Kristina, alternately friendly and short, was another of Waseem's friend from UCLan in the previous year, and was our chirpy host for the next 2 nights as we regained our strength and with Xavier, her boyfriend, saw a little of the Asturian nightlife.
One street she showed us was named Cider Avenue (or Avenia Sidera), cider being a regional delicacy here. "Great!" I said, "I like alcohol and the drinking of it. Can you show us some of your cider?" So we went in one of the cider bars, elsewhere from this street as it happened, and were amazed at the style of pouring it.
The cider was completely flat in the bottle, and so the barman, in ceremonial fashion, would hold the bottle high above his head and pour it into a glass held down by his hip, introducing gastronomically necessary bubbles into it while all the while staring off blankly into space as if he he was really very bored and that this was really very easy. Of course, at any moment he might drop some of the precious stuff, or pour it down himself in sticky-staining rivulets, but I think the purpose of his expression was to show his nonchalant confidence that in his hands this was not going to happen. But spill it, to my English eyed disbelief, he did! Luxuriously! Straight and unapologetically onto the floor! Sacrilege! This would never happen in England! But the drink, served out in it now-bubbly glory, a third-filling the large glasses, was very tastey and had surely benefited from the pounding pouring technique, the sweet bubbles tickling the palette. Yes, I would say that the delicacy is in the pouring too!

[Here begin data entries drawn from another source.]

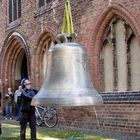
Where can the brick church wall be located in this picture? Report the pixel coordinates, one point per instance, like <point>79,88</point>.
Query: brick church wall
<point>90,18</point>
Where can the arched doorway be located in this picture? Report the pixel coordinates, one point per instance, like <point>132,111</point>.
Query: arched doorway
<point>21,70</point>
<point>15,62</point>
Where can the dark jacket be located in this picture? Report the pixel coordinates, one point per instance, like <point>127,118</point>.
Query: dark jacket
<point>26,98</point>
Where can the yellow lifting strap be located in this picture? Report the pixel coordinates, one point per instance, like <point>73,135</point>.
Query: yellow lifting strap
<point>67,26</point>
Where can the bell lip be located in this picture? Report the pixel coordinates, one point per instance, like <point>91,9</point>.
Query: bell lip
<point>60,102</point>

And everyone was enjoying a drink, even the waiter was getting in on the act in the high altitude pouring method, this time standing at special pouring-booths out amongst the tables, looking very much like urinals made from halved-beer barrels, at which the especially portly man in his pristine whites stood to pour, his belly an excellent counterpoint for balancing to the pouring arm craned up and above his head's central balancing sensors, staring off into the distance, looking for a ship arriving from Tahiti it must be presumed from his expression (he was certainly not losing any sweat over the perfect transferal of paid commodities between bottle and glass!).
And then, to round the experience off, the bar was actually built like a long urinal, with a liquid drainage canal running along its length, and you were invited to discard your dregs (had you got any, I being an English drinker hadn't, having loudly and unceremoniously sucked my dregs out in a moral riposte against alcohol wastage) into it, again with a look of lordly aplomb, if you could muster it (I was almost crying at this point). By the second drink (half of it poured onto the floor by the blind and non-present barman) I was getting into the spirit of it all, straight away downing my drink (as was the custom) but leaving a hefty amount in mine (about half of it!) to gayly throw it straight back down the front of the bar! Brilliant fun! And of course, unlike the English reasons for drinking, this was more done for its community binding ritual and once I had left my desires for "getting pissed" along with my smelly mackintosh at the coat stand, I was appropriately tickled by this terrific novelty (if a little harrowed!) and would happily do it more often given the chance. But a warning to you, only practice drink chucking in a chucking-friendly establishment, always asking the barman first and don't bring alcoholic friends with you. It would be just too cruel!